Security review new version of the Vega lib
Closed, ResolvedPublic
Actions

Assigned To

Authored By

	Yurik
	Aug 9 2017, 7:04 PM

Description

The new version of the Vega library (3.0) underwent a significant rewrite by University of Washington folks, and needs to have a security review in order to update the graph extension and the Graphoid service. Benefits include much more powerful visualization primitives, better map support, many minor cleanups.
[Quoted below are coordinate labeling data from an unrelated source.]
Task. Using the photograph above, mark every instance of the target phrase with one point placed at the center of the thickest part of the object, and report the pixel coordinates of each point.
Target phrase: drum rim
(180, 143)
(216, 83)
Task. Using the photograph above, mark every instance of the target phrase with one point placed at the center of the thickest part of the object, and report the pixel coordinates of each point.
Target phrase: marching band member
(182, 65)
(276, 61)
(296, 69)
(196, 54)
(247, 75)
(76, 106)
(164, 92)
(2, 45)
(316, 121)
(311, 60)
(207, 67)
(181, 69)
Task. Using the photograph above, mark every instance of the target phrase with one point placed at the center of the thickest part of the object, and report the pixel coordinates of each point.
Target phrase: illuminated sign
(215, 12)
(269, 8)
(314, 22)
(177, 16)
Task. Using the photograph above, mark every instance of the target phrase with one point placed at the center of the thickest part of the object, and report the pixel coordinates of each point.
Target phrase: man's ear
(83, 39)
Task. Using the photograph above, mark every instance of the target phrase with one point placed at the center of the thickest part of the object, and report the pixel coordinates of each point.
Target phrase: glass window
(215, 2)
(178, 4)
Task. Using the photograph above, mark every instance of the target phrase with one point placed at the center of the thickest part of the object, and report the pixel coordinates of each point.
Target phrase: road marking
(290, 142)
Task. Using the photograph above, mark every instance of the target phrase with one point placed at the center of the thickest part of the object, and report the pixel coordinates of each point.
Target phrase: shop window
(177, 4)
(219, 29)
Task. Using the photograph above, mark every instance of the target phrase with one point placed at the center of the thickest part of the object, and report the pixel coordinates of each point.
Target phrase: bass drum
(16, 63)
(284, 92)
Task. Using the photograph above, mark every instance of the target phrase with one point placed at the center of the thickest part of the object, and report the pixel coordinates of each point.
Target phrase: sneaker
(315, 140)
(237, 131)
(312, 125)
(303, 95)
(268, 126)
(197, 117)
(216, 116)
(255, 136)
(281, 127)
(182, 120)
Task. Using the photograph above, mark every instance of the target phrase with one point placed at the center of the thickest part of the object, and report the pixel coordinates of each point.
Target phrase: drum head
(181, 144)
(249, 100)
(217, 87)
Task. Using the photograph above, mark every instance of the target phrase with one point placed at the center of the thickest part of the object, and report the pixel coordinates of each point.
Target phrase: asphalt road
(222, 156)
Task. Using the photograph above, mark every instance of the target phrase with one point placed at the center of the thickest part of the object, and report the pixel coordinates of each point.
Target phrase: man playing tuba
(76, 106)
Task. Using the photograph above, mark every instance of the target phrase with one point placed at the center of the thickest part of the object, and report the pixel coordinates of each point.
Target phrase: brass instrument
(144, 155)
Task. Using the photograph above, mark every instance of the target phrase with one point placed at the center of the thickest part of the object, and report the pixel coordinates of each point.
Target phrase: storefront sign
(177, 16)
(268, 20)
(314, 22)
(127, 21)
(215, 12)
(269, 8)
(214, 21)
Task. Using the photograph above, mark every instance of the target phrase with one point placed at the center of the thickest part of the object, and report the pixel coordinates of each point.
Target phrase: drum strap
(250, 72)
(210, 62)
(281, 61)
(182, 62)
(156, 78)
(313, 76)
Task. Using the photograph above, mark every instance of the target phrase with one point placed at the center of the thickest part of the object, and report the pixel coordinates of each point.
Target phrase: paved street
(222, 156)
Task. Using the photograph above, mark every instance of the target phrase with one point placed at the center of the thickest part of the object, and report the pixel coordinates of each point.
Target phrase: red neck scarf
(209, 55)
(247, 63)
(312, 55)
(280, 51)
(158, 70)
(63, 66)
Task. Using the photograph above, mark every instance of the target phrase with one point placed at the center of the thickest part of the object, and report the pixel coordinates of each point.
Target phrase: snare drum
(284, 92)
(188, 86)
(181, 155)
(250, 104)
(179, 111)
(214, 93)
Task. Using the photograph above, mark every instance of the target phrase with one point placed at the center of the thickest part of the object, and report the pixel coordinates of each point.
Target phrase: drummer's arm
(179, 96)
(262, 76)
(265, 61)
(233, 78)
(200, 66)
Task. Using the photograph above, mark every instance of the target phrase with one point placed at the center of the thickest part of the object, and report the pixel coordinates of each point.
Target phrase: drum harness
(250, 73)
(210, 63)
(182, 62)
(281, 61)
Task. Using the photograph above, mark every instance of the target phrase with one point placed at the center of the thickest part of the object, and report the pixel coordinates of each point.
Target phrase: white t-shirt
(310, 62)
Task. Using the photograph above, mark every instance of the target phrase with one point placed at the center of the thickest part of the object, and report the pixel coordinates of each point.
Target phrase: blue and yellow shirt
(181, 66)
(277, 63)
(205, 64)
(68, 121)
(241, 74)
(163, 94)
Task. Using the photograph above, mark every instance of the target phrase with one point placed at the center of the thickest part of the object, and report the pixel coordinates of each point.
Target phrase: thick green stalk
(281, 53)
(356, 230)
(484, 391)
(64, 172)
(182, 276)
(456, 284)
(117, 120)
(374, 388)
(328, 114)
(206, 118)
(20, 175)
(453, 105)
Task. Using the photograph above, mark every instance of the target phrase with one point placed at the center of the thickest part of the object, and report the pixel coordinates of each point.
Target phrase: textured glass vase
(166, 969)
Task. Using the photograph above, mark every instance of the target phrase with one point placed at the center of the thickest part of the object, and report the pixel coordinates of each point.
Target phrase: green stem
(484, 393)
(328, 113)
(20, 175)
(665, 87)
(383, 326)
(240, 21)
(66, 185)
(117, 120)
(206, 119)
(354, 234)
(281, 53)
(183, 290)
Main site: https://vega.github.io/vega/
Github: https://github.com/vega/vega

Related Objects
Search...

Status	Subtype	Assigned	Task
Open	BUG REPORT	CCiufo-WMF	T334940 All Graphs broken on Wikimedia wikis (due to security issue T336556)
Resolved	Security	Jdlrobson	T334895 XSS via Graph extension
Duplicate		None	T292341 [Epic] Graphs extension maintenance
Declined		None	T335128 Update documentation and examples of Extension:Graph after deployment of Vega 5
Declined		None	T346291 Re-enable the Graph Extension for use at all Wikimedia Wikis
Declined	Feature	Jdlrobson	T165118 Support Vega 5.0+
Resolved		Bawolff	T172938 Security review new version of the Vega lib
Declined		None	T182536 Fix security issues found in Graphs extension during review of vega 2

Event Timeline

Yurik created this task.Aug 9 2017, 7:04 PM

Restricted Application added a subscriber: Aklapper. · View Herald TranscriptAug 9 2017, 7:04 PM

Yurik added a project: deprecated-security-team-reviews.Aug 9 2017, 7:26 PM

Yurik mentioned this in T147347: Migrate Kartographer to Leaflet 1.x.Aug 9 2017, 9:22 PM

Bawolff subscribed.Oct 4 2017, 5:03 PM

• dpatrick mentioned this in E755: Security review new version of the Vega lib.Oct 12 2017, 3:09 PM

• dpatrick moved this task from Incoming to Scheduled on the deprecated-security-team-reviews board.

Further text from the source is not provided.